A typical command will look like: python make_classification_dataset.py
/path/to/dataset.json
/path/to/image/root/
/path/to/frozen/detection/graph.pb
--coco_style_output /path/to/cocostyle/output/
--tfrecords_output /path/to/tfrecords/output/
--location_key location
--exclude_categories human empty

It is generally advisable to generate both the COCO-style and TFRecords output, as the former allows to check the detection results while the latter is used for classification training. The COCO-style output folder will also contain a file called detections_final.pkl, which will be used to store the complete detection output of all images. This file can be used as input to the make_classification_dataset.py script, which makes sense if you added new images to the dataset and want to re-use all the detection you have already. Images without any entry in the detections_final.pkl file will be analyzed using the detector.

The script will only add images to the output folders, if they:

  • exist in the images folder and can be opened
  • have exactly one detection with confidence 0.5 or above
  • do not exist yet in the output folders (this can happen if you re-run the script with a detections_final.pkl file as show above All other images will be ignored without warning.

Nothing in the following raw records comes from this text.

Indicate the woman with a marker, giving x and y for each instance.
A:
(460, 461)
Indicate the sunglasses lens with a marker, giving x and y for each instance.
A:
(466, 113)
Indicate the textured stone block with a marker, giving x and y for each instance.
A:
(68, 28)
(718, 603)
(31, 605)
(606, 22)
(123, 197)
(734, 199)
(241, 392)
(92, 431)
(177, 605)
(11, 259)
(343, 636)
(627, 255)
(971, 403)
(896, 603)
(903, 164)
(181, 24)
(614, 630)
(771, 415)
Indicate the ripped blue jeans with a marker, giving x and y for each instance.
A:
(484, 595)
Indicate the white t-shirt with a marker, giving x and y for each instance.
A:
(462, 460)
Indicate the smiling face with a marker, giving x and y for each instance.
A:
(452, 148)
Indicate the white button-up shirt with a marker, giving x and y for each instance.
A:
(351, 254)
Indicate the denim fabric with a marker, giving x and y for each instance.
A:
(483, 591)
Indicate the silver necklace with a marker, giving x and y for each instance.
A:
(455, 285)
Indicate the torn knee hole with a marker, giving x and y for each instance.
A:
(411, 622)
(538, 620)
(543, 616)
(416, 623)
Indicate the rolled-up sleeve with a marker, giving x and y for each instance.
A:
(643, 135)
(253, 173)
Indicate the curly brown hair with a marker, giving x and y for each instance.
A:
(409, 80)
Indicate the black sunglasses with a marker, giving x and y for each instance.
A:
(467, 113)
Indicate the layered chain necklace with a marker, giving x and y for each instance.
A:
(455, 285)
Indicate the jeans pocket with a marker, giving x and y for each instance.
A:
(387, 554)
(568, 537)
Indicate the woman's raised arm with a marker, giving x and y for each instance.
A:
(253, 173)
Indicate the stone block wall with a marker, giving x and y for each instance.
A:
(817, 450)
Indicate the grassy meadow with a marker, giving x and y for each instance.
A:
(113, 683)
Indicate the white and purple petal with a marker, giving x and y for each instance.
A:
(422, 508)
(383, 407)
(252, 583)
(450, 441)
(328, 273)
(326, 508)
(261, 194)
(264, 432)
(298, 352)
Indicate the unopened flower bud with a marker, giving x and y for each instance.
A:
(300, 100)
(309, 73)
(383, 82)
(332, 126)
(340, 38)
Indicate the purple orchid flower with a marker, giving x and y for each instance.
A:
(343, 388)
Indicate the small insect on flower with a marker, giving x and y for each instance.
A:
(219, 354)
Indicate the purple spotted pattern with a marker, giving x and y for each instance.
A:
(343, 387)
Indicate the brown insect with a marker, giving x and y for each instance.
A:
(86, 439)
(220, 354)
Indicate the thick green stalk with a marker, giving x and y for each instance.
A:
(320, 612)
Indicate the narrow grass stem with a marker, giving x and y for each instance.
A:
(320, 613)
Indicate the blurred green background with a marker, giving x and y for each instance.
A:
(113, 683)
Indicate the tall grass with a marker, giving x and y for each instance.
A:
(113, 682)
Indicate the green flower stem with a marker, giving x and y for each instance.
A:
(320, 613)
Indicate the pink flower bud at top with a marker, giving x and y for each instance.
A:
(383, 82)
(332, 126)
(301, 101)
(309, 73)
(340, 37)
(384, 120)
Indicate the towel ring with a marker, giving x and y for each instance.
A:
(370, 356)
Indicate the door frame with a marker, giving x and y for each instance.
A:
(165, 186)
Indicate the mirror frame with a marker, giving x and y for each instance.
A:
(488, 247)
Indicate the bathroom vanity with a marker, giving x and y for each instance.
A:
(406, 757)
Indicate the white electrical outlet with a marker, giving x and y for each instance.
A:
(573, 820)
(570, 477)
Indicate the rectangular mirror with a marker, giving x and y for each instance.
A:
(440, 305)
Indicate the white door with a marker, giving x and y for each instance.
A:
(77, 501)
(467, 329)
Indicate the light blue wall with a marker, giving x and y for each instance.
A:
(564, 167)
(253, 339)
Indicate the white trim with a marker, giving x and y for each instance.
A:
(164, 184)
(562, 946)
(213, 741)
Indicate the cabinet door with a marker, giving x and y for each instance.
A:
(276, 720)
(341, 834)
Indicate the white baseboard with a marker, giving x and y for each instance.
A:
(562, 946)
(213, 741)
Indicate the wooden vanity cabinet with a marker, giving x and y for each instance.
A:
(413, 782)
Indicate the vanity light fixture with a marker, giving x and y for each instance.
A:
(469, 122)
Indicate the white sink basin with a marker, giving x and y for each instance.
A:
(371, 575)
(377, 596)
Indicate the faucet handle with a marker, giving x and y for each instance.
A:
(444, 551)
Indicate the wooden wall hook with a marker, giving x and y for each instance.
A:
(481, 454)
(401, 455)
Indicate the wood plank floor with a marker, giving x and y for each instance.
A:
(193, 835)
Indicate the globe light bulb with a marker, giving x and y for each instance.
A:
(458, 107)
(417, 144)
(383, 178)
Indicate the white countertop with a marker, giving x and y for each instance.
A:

The default padding factor is fairly large and optimized for images with only one animal inside and TF-slim based classification. You might need to adjust it according to the type of data, but keep in mind that the script currently ignores all images with two or more detections.

Dataset statistics

The file database_tools/cropped_camera_trap_dataset_statistics.py can be used to get some statistics about the generated datasets, in particular the number of images and classes. This information will be required later on. The input is the original json file of the camera-trap dataset as well as the train.json and test.json files, which are located in the generated COCO-style output folder.

The usage of the script is as follows:

usage: Tools for getting dataset statistics. It is written for datasets generated with the make_classification_dataset.py script.
       [-h] [--classlist_output CLASSLIST_OUTPUT]
       [--location_key LOCATION_KEY]
       camera_trap_json train_json test_json

positional arguments:
  camera_trap_json      Path to json file of the camera trap dataset from
                        LILA.
  train_json            Path to train.json generated by the
                        make_classification_dataset.py script
  test_json             Path to test.json generated by the
                        make_classification_dataset.py script

optional arguments:
  -h, --help            show this help message and exit
  --classlist_output CLASSLIST_OUTPUT
                        Generates the list of classes that corresponds to the
                        outputs of a network trained with the train.json file
  --location_key LOCATION_KEY
                        Key in the camera trap json specifying the location
                        which was used for splitting the dataset.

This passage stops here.